Hanno disinfettato Salvini e noi facciamo finta di non accorgercene. In nome di un governo (che difficilmente si farà) Matteo Salvini, nel giro di qualche settimana, è diventato l'uomo istituzionale, rassicurante, stimabile, posato, educato e benvoluto da tutti con cui è un pregio trattare per costruire una guida condivisa del Paese. Anche alcuni editorialisti, quelli esperti a fiutare dove tira il vento e scodinzolare appena sentono l'odore del potere, hanno cominciato a prendere sul serio il "populista", il "pericolo per la democrazia", il "violento", lo "xenofobo", il "razzista" che fino a un mese fa crocifiggevano dappertutto con postura indignata e allarmata. Ora basta, non più. Ora il leader della Lega è il padre rassicurante e preoccupato dallo stallo istituzionale, ora Salvini pontifica di pace nel mondo (per coprire le spalle a Putin) e tutti lo prendono sul serio, ora Salvini rimbrotta Berlusconi come un nipote con il nonno, contiene Giorgia Meloni come un fratellone maggiore e dialoga spazientito ma paziente con il giovane Di Maio.

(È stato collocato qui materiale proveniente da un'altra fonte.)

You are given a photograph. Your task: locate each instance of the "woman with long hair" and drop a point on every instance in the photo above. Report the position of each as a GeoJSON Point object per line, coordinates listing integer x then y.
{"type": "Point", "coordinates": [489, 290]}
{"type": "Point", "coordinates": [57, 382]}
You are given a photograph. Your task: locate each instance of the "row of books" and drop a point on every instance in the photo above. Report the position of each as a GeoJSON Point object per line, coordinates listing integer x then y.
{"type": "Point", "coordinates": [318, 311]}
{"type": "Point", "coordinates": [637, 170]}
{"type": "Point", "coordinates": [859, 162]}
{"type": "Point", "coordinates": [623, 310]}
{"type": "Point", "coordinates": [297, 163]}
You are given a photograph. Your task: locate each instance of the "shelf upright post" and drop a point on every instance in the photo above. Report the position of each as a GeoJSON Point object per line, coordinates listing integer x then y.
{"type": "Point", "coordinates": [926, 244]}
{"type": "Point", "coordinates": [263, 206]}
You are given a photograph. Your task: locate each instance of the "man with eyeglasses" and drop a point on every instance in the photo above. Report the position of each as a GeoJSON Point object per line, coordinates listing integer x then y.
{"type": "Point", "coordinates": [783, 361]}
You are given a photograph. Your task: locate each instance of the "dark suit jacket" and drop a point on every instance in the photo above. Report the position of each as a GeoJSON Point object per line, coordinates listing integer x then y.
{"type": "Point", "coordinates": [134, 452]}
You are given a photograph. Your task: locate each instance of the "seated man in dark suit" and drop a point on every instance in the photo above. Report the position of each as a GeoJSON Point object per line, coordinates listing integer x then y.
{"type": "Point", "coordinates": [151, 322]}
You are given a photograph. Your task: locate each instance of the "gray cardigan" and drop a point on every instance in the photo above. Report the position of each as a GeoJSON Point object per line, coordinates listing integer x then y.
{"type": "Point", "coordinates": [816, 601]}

Tutti fingono di non ricordarsi del Salvini sbarbato e molesto che da consigliere comunale di Milano chiedeva vagoni speciali della metropolitana per dividere i banchi dai negri. Nessuno osa recuperare le dichiarazioni in cui chiedeva la ruspa per liberarsi da quella monnezza umana che sono – per lui – gli extracomunitari. Tutti rimangono concentrati perché non riemerga il suo odio per i terroni nullafacenti rovina dell'Italia, la sua bile verso la Roma padrona che ora attraversa dispensando strette di mano e sorrisi. Nessuno si prende la briga di ricordare gli sberleffi contro Renzi per essere alleato con quel ladrone di Berlusconi. Nessuno sembra avere il tempo per ripetere le sue offese da bullo contro Grillo e i grillini, improvvisamente santi e prima spregevoli.
L'igienizzazione di Salvini è compiuta, cancellando i ricordi brevi con un clic come se fossero una cronologia del computer in salotto, e ora fa davvero comodo a tutti: serve a lui, prima di tutto, sempre pronto a diventare feroce populista quando servirà; fa comodo al Movimento 5 Stelle per trovare un lato potabile di questo centrodestra; fa comò a Berlusconi che può godersi la comodità delle retrovia e in fondo fa comodo anche a Giorgia Meloni che è libera di spandere la bile e recuperare voti a destra.
Eppure la beatificazione di Salvini compiuta attraverso il laico trucco della dimenticanza inflitta è anche la fotografia del momento politico: se dovessimo credere anche solo a un terzo di tutte le parole dette negli anni passati e scritte in campagna elettorale tutto ciò che potenzialmente può succedere perché si insedi un governo avrà il sapore della truffa, sarà un'inversione di marcia fatta in autostrada. E chissà che un giorno, all'improvviso come succede nelle commedie che funzionano, non torni la memoria.